The fox had been killed close to Norrington, and the run was remembered with intense gratification for many a long day after. “It’s that kind of thing that makes hunting beat everything else,” said Lord Rufford, as he went home. That day’s sport certainly had been “tanti,” and Glomax and the two counties boasted of it for the next three years.
CHAPTER XX
Benedict
Lady Penwether declared to her husband that she had never seen her brother so much cowed as he had been by Miss Trefoil’s visit to Rufford. It was not only that he was unable to assert his usual powers immediately after the attack made upon him, but that on the following day, at Scrobby’s trial, on the Saturday when he started to the meet, and on the Sunday following when he allowed himself to be easily persuaded to go to church, he was silent, sheepish, and evidently afraid of himself. “It is a great pity that we shouldn’t take the ball at the hop,” she said to Sir George.
“What ball;—and what hop?”
“Get him to settle himself. There ought to be an end to this kind of thing now. He has got out of this mess, but every time it becomes worse and worse, and he’ll be taken in horribly by some harpy if we don’t get him to marry decently. I fancy he was very nearly going in this last affair.” Sir George, in this matter, did not quite agree with his wife. It was in his opinion right to avoid Miss Trefoil, but he did not see why his brother-in-law should be precipitated into matrimony with Miss Penge.

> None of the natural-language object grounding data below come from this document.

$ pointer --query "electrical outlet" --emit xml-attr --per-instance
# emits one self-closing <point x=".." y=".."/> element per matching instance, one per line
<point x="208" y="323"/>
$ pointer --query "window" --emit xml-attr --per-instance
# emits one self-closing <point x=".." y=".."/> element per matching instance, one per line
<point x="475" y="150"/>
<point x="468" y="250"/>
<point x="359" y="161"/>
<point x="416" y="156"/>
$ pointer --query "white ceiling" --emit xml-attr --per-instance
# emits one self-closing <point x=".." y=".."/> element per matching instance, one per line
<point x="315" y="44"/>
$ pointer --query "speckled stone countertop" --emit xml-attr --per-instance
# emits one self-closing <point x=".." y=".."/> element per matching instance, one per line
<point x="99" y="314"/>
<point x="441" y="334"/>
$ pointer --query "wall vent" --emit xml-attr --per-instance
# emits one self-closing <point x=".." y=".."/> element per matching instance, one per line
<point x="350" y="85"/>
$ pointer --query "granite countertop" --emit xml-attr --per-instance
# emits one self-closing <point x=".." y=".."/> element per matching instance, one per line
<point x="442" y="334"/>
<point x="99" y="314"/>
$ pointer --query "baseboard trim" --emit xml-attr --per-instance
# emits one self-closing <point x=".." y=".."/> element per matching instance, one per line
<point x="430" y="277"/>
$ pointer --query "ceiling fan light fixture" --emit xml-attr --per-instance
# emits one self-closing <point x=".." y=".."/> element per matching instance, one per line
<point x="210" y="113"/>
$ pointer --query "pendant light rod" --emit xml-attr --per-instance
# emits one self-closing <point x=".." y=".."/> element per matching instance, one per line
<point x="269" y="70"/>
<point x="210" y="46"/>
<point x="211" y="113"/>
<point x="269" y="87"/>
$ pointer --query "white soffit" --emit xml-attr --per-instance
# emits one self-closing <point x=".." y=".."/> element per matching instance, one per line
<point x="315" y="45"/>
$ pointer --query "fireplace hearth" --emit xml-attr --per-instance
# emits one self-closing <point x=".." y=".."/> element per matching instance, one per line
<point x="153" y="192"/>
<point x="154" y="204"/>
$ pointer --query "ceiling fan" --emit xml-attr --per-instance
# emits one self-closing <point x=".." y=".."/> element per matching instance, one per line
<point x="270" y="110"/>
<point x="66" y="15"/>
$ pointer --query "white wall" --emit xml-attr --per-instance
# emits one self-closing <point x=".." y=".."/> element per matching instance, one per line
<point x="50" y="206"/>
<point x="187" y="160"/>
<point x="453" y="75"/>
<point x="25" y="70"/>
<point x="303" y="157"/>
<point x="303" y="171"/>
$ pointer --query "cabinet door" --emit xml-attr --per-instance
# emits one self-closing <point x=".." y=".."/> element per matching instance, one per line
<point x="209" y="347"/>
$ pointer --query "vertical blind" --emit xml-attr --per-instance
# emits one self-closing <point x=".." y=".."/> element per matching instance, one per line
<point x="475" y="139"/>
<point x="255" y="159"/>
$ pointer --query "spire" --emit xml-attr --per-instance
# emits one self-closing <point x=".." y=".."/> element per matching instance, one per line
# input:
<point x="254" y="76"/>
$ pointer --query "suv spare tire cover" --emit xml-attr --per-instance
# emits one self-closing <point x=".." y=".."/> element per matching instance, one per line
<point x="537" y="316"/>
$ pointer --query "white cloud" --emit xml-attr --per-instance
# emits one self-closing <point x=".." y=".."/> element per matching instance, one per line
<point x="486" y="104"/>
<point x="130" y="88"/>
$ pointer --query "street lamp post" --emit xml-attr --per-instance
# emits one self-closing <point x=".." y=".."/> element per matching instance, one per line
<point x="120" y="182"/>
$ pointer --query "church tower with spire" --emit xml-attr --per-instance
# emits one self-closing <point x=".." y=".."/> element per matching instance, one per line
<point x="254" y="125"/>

According to his ideas in such matters a man should be left alone. Therefore, as was customary with him when he opposed his wife, he held his tongue. “You have been called in three or four times when he has been just on the edge of the cliff.”
“I don’t know that that is any reason why he should be pushed over.”
“There is not a word to be said against Caroline. She has a fine fortune of her own, and some of the best blood in the kingdom.”
“But if your brother does not care for her,—”
“That’s nonsense, George. As for liking, it’s all the same to him. Rufford is good-natured, and easily pleased, and can like any woman. Caroline is very good-looking,—a great deal handsomer than that horrid creature ever was,—and with manners fit for any position. I’ve no reason to wish to force a wife on him; but of course he’ll marry, and unless he’s guided, he’ll certainly marry badly.”